To begin with, the priority was to campaign with these migrant domestic workers to get their rights recognised. When that campaign was successful, the form of support could change. Trade union representatives now go to the community centres where many domestic workers regularly meet and offer them advice.
Is there any cooperation at international level?
At the last meeting of the ITUC Women’s Committee, the issue of representation of domestic women workers, particularly migrants, was again raised and recognised as a priority worldwide. The ILO also needs to address this issue. A session devoted to domestic women workers at the last IUF congress was encouraging. The discussions at the meeting clearly showed that the same sorts of abuse are being committed in numerous countries. Proposals were adopted for ensuring that migrant domestic workers are better informed about their rights and the situation in the host countries, together with the sorts of contacts they can have with trade unions or communities that can help them. Our own union works with the Filipino trade union movement in this area and we would like to build similar contacts with other countries.

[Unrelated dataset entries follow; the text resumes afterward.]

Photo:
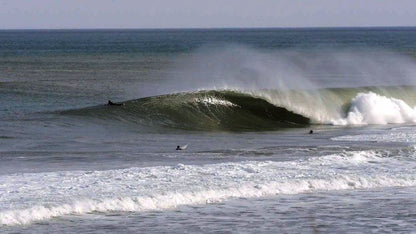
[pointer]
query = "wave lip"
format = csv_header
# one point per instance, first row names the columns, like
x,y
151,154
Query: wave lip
x,y
245,110
202,110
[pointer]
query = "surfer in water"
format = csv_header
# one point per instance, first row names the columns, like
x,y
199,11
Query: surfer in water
x,y
181,147
110,103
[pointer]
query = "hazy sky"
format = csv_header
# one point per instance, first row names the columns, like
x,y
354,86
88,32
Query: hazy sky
x,y
204,13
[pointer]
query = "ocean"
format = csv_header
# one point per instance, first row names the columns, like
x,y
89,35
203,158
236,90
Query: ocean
x,y
282,131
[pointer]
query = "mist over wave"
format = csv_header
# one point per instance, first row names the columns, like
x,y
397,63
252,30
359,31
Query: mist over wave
x,y
339,86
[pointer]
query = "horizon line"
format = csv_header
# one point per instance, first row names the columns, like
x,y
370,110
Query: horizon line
x,y
208,28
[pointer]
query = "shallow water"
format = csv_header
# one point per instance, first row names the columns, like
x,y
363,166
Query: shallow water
x,y
71,164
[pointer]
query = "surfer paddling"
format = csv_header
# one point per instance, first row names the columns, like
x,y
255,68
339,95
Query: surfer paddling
x,y
110,103
181,147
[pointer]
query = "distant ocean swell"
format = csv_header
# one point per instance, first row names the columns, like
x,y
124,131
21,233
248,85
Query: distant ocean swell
x,y
264,109
161,188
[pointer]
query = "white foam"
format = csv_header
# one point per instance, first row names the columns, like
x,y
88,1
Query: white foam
x,y
32,197
405,135
214,101
371,108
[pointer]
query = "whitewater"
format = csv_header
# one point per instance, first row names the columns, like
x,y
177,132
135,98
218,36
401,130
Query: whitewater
x,y
244,103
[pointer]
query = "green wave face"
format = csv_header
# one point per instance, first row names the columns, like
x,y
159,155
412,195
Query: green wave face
x,y
239,111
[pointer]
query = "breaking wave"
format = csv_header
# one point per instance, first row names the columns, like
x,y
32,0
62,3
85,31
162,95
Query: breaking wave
x,y
238,110
167,187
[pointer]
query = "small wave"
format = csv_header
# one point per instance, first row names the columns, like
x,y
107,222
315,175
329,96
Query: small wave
x,y
162,188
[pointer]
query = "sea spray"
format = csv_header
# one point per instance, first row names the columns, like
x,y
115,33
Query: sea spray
x,y
371,108
161,188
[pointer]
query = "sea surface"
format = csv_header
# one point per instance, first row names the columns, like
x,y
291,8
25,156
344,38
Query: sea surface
x,y
282,131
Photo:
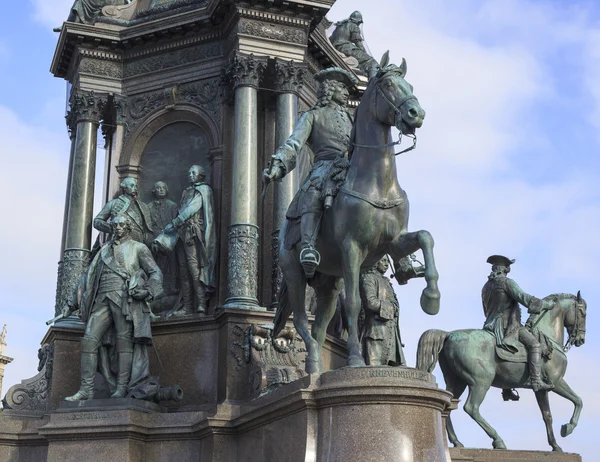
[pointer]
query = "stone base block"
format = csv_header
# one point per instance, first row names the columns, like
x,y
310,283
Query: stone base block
x,y
358,414
496,455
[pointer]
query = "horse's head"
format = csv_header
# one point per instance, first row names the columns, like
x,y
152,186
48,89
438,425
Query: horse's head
x,y
574,321
396,105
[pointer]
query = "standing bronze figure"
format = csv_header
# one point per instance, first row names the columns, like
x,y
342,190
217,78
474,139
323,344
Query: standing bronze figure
x,y
368,219
195,226
127,204
381,341
113,300
347,39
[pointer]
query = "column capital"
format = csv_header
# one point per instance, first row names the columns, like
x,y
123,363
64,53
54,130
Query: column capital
x,y
289,76
87,106
244,71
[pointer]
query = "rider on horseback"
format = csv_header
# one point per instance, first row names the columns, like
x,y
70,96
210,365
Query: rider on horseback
x,y
326,128
501,297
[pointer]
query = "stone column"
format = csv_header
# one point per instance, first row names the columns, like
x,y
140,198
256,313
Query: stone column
x,y
87,109
242,279
4,360
289,79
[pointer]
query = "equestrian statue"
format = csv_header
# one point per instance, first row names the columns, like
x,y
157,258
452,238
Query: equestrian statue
x,y
363,219
507,355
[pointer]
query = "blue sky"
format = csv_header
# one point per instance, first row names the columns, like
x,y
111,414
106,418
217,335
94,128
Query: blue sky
x,y
506,163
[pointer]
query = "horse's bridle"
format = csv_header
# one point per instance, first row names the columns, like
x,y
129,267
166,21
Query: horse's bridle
x,y
398,114
576,328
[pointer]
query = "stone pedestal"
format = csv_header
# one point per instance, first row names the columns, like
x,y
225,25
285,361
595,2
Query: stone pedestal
x,y
495,455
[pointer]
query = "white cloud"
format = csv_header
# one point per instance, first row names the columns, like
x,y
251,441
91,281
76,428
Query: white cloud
x,y
51,13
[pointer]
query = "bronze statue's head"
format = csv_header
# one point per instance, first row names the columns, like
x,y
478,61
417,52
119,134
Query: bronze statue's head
x,y
121,226
383,265
356,17
160,190
129,187
196,174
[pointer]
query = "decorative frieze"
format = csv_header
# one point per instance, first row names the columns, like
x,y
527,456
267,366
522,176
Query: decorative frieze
x,y
87,106
242,277
31,395
289,76
271,31
245,71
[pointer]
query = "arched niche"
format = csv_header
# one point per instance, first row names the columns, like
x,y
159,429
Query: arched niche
x,y
166,146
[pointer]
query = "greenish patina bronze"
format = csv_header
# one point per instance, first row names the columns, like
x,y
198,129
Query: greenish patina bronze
x,y
113,298
506,355
367,220
381,341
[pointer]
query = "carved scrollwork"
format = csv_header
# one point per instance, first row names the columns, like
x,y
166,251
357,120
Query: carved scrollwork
x,y
273,32
87,106
242,278
32,394
244,71
289,76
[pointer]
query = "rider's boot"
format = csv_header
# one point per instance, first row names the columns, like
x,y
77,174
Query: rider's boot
x,y
125,362
309,256
89,365
509,394
535,369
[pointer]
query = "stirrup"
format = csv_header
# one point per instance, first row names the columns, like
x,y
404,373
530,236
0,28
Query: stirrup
x,y
310,258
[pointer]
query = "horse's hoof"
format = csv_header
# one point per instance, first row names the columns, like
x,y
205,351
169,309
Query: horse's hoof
x,y
499,444
312,366
430,301
355,361
566,430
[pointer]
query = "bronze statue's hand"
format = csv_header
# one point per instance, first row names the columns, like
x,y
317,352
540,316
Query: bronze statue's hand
x,y
140,294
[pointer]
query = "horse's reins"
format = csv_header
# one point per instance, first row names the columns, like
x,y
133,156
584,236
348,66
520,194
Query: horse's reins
x,y
577,330
397,111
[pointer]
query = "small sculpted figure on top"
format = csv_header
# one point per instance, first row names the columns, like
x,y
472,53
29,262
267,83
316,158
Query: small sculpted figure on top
x,y
380,334
113,298
195,227
326,129
347,39
127,204
501,297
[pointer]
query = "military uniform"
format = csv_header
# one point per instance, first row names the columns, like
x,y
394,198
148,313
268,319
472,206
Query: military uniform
x,y
162,212
196,229
137,212
109,311
380,334
501,297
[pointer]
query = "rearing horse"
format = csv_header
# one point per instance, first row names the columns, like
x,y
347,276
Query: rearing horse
x,y
368,219
468,358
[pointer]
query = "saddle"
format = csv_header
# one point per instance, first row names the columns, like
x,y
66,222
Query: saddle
x,y
517,352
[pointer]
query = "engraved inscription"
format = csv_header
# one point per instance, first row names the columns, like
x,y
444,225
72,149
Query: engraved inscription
x,y
401,373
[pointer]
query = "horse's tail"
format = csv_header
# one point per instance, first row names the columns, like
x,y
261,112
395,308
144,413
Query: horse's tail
x,y
430,345
284,309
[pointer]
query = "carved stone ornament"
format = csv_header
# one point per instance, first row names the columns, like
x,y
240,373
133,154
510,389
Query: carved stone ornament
x,y
88,106
75,263
242,278
289,76
101,68
245,71
31,395
273,32
272,362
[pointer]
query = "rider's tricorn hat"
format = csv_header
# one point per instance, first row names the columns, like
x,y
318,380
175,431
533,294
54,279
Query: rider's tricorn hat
x,y
337,74
500,260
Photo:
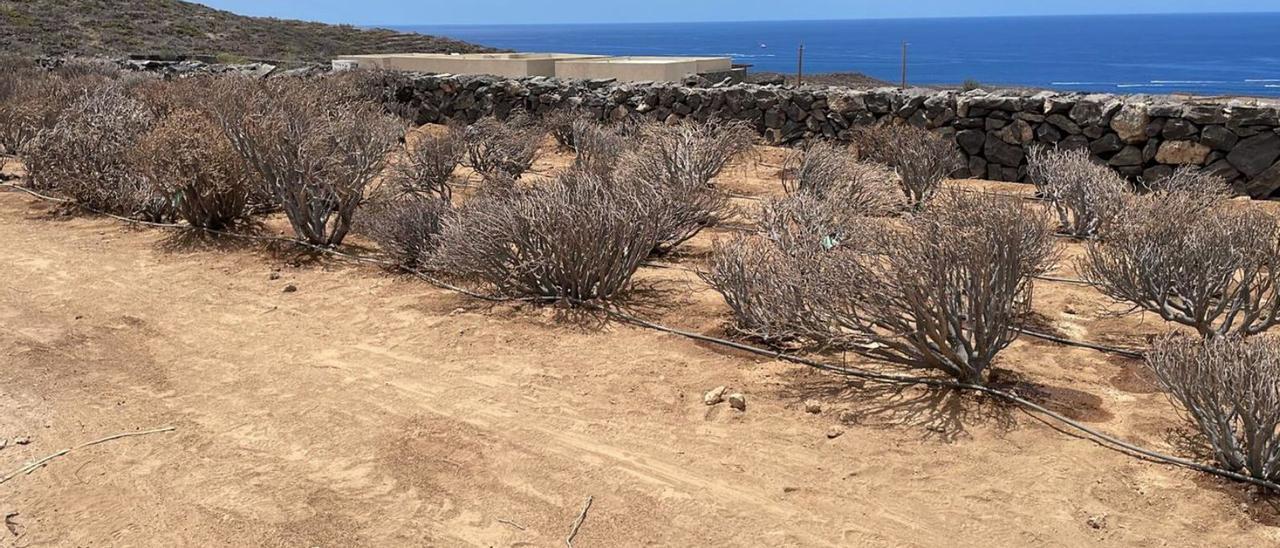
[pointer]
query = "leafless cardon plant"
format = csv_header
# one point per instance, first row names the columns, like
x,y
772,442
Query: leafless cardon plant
x,y
950,291
598,147
832,173
1230,388
693,151
32,100
576,238
1084,193
188,160
314,147
922,159
766,288
87,155
428,164
496,149
560,124
677,164
406,227
1214,268
1193,181
945,290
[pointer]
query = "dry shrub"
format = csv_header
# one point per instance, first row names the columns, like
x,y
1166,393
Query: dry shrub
x,y
766,288
693,151
167,96
803,222
311,145
923,160
945,291
1230,387
677,164
560,124
1210,268
576,238
88,155
428,165
32,101
188,159
598,147
496,149
951,291
831,173
406,228
1084,193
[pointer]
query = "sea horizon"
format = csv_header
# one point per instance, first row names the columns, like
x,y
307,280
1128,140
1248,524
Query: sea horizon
x,y
1203,54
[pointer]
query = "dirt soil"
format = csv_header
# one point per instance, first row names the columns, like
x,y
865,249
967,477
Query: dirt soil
x,y
369,409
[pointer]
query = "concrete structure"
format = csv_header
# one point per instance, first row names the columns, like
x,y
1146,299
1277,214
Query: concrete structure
x,y
565,65
639,68
511,65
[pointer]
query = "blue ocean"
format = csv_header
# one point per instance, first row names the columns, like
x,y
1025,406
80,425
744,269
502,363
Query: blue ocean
x,y
1207,54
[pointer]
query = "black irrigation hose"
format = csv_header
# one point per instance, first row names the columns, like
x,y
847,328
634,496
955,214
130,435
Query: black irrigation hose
x,y
1097,435
1102,438
1082,343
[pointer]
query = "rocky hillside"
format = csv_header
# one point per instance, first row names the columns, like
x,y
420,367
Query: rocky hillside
x,y
174,27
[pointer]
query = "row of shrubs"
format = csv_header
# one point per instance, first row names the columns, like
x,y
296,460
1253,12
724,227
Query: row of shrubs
x,y
865,251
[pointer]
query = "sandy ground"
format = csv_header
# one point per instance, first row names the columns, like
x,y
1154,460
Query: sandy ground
x,y
366,409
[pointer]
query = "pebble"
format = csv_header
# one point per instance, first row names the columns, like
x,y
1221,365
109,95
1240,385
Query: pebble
x,y
714,396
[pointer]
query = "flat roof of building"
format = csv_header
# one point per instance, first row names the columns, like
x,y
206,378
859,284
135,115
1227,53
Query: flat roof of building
x,y
494,56
648,59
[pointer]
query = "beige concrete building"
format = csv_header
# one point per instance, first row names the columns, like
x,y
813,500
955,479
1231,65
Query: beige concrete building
x,y
641,68
563,65
511,65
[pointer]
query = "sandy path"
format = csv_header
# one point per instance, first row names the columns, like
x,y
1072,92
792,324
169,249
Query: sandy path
x,y
366,409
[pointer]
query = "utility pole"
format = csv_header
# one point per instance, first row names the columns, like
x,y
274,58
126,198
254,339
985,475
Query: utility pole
x,y
904,64
800,65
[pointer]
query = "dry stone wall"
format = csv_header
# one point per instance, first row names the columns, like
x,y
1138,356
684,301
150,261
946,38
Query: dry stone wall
x,y
1142,137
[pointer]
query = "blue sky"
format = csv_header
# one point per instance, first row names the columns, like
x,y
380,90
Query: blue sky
x,y
513,12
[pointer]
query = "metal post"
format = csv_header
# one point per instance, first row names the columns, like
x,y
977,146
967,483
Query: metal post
x,y
800,67
904,65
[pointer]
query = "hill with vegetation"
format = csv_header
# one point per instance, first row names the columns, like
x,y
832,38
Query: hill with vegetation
x,y
174,27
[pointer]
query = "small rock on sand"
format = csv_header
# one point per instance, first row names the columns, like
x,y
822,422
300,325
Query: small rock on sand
x,y
714,396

In Britain we got an agreement whereby migrant domestic workers entering the country receive a document pack that includes references to our union and to Kalayaan.
What services do you offer them in practice?
We work with their organisation, Kalayaan to provide them with computer and language courses. Some women migrant domestic workers have been trained as trade union representatives so that they can, in turn, train others. We have also been involved in campaigns against deportation.
Many migrant domestic workers want to benefit from our experience and confidence in conducting negotiations with the authorities. They also want help with getting a stronger voice themselves. This is very important, because although much of the work done by women around the world is invisible, that is particularly true of domestic work.
Was it difficult to get other members of the union to recognise the need for this type of work?
There was not really any resistance, though it is true that if we had been discussing priorities, it would not have been at the top of the list. Unions are about people meeting and joining forces to secure change. That is exactly what happened with migrant domestic workers. We organised a number of fringe meetings at TUC and Labour Party conferences, at which migrant domestic workers were given the floor.
Many top union leaders attended those meetings. The sheer strength of the women talking about their experience highlighted the importance of the campaign and from then on nobody asked if it was a priority.